When it comes to alleged Clinton victims, Broaddrick is hardly alone. The list of women who accused Clinton of sexual misdeeds reads like a beauty pageant lineup, including: Elizabeth Ward, Miss America 1981; Sally Miller Perdue, former Miss Arkansas; Gennifer Flowers, an aspiring singer and nightclub performer; Monica Lewinsky, a Beverly Hills prep school daughter of a divorced doctor and reporter. Each had life experiences that led to a vulnerability that some say predators can identify.
WND reached out to many of the women in the Clinton saga, all of whom had one thing in common: They still are trying to put the ordeal behind them.
One, who did not want her name to be used, said Hillary Clinton and Huma Abedin, Weiner’s wife and close assistant to Hillary Clinton, aren’t “standing by their men” as is commonly said. Rather, they’re standing on the heads of the women their husbands have victimized.
The worst thing that could happen to women in America who have been similarly victimized, she added, is for Hillary to be elected president.
Her fear of what the media have done to her personally, emotionally and financially is the reason she does not want to talk any more and does not speak publicly.
She said the Clintons have fundamentally changed the way media cover politics.

‘The biggest victim’
David Spady, a California-based political strategist, said the advent of Hillary Clinton vying for president means more of the same.

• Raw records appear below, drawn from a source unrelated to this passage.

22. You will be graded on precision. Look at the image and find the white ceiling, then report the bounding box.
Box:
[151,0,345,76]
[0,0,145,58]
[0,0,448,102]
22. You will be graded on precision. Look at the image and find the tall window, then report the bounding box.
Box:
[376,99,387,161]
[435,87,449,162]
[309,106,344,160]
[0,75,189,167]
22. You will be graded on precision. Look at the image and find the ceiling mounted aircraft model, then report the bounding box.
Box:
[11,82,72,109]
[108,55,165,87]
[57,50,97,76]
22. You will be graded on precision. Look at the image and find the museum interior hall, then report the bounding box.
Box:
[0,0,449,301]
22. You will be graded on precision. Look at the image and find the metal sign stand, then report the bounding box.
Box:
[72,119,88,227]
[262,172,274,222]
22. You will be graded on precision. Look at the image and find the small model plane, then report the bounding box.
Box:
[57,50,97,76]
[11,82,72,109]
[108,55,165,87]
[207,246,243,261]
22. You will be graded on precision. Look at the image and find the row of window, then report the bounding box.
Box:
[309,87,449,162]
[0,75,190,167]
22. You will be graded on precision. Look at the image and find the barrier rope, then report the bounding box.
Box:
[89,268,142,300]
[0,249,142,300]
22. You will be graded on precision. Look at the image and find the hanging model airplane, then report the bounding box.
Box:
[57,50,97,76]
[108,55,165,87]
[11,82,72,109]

“When Hillary Clinton got away with blaming a ‘vast right-wing conspiracy’ for Bill’s indiscretions, it set the stage for politicians like Filner, Weiner and Spitzer to simply spin their way out of trouble with female voters by becoming victims.” Spady said.
“If Hillary were elected president,” he added, “the biggest victim would be the truth.”
The author Jackson agrees, citing Clinton tactics such as “assembling a smear team to attack a grief-stricken widow (Kathleen Willey), threatening a reporter for her research into an Arkansas health care scandal, and hiring private investigators to bully an ex-flame’s family members.”
She sees an “undeniable link” between the Clintons’ liberal beliefs and misogynistic behavior. She further views Hillary as the “eager accomplice that might one day occupy the Oval Office.”
“If Hillary is elected,” said one of the women allegedly victimized by Clinton, “these men will continue to use their power and money to hurt women. Hillary was complicit in all of the intimidation, terror and cover-up that happened to these women, and the women abused by politicians since then have the Clintons – both of them – to thank. That’s just how the Clintons, and now the Democrat machine, roll.”
Meanwhile, as Barack Obama scoffs that his own scandals are “phony” and disgraced public servants like Weiner and Spitzer confidently pursue high office, the man who blazed their trail – Bill Clinton – now sits at the pinnacle of the Democratic power structure.